The bill, which was tabled by Greens MP David Shoebridge in NSW Parliament in May, seeks to expand the definition of fresh evidence, which would allow a second retrial application to be made in exceptional circumstances.
It is currently with the Standing Committee on Law and Justice for inquiry and report ... and hence the request for submissions.
In an interview with the Guardian Mr Shoebridge said he strongly encouraged anyone who was concerned about the double jeopardy laws to write a submission ... no matter how simple or complex.
"These laws don't always deliver justice," Mr Shoebridge said.
"And I would particularly encourage members of the legal community to consider this because there is more than one view in the legal community about these laws."
He said while some held "absolute views" about double jeopardy, there were others, like himself, who believed "the system can misfire" and that needs to be recognised in the law.

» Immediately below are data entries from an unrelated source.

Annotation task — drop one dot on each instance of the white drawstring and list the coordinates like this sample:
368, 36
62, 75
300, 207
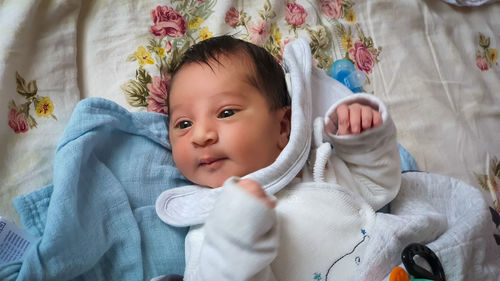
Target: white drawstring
323, 151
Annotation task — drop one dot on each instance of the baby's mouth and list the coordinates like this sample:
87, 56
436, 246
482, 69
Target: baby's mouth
211, 162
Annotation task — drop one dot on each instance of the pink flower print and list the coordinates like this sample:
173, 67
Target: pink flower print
482, 63
157, 99
18, 122
332, 8
167, 22
295, 14
259, 32
362, 57
232, 17
168, 46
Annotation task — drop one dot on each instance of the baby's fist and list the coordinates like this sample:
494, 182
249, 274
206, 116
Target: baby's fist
256, 190
356, 118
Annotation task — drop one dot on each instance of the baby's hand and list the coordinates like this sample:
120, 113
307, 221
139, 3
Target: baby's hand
356, 118
256, 190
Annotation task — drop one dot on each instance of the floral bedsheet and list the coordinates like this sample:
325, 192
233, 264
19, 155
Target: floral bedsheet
435, 66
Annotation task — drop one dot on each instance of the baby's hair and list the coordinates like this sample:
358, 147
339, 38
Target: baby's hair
268, 75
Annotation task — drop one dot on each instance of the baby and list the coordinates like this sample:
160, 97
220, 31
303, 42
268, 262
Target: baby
230, 115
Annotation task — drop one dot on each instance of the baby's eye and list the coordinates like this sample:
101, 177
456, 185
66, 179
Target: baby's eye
226, 113
183, 124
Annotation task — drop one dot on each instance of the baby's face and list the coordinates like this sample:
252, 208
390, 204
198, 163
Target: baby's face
220, 124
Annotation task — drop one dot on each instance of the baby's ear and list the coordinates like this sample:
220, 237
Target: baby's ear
285, 114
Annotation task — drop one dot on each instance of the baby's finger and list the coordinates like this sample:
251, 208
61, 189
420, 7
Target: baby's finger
377, 119
366, 117
355, 118
343, 120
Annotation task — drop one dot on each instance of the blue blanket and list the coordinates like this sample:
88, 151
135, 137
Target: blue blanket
97, 220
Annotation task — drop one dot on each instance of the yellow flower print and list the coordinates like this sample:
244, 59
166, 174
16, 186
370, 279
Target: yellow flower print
205, 33
350, 17
275, 32
195, 24
143, 56
160, 51
493, 55
347, 42
44, 108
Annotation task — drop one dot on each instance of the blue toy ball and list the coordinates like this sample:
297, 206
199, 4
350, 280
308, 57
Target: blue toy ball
343, 71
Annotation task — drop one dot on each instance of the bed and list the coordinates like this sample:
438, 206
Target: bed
435, 65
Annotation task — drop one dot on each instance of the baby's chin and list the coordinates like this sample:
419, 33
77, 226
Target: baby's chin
211, 183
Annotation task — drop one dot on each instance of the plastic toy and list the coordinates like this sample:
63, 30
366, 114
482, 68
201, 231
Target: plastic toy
343, 71
420, 274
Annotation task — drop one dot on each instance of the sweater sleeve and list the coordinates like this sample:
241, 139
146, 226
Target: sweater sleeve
370, 160
241, 238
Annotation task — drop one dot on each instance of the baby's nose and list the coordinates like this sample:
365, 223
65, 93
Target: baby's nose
204, 135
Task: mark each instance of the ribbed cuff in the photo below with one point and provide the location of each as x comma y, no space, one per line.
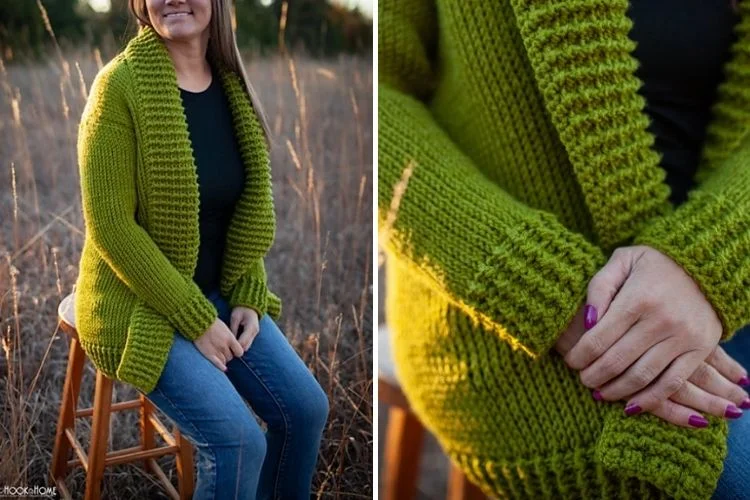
534,281
147,347
686,463
249,292
193,319
273,304
709,237
573,473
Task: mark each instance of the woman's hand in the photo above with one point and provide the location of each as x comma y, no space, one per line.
654,322
249,318
218,344
710,389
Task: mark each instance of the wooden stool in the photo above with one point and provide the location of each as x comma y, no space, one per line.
404,438
98,457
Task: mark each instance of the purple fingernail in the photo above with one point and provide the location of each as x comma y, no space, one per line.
589,316
632,409
732,412
697,421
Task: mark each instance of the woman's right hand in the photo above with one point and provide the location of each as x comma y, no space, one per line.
709,389
218,344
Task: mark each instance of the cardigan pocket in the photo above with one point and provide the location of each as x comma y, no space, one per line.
149,340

"I don't believe it is black and white."
In layman's terms, the amendment seeks to allow evidence to be viewed as 'fresh' if it was previously provided to a court, but rejected because of tough rules. If those rules have now changed, then the evidence would be seen as 'fresh' if presented at a later trial.
He said he and other committee members were in Bowraville on Monday for a private briefing with the families, and he thanked his colleagues for that.
"This is an inquiry into my bill to reform double jeopardy law ... but there may well be alternative ways of obtaining the same result, which is why I for one encourage all ideas."